PValue - the uncorrected p-value of the likelihood of observing the effect of the size foldChange (or larger) by chance alone. This p-value is not corrected for multiple comparisons.
PAdj - the multiple comparisons corrected PValue (via the Hochberg method). This probability of having at least one false positive when accounting for all comparisons made. This value is usually overly conservative in genomics.
FDR - the False Discovery Rate - this column represents the fraction of false discoveries for all the rows above the row where the value is listed.
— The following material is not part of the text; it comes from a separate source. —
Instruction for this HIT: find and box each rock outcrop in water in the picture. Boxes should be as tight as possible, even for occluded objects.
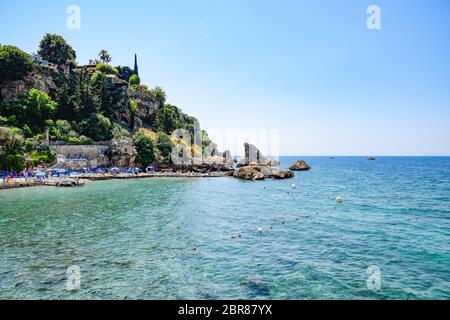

For example, if in row number 300 the FDR is 0.05, it means that if you were cut the table at this row and accept all genes at and above it as differentially expressed then, 300 * 0.05 = 15 genes out of the 300 are likely to be false positives. The values in this column are also called q-values.
falsePos - this column is derived directly from FDR and represents the number of false positives in the rows above. It is computed as RowIndex * FDR and is there to provide a direct interpretation of FDR.
The following columns represent the normalized matrix of the original count data in this case, 3 and 3 conditions.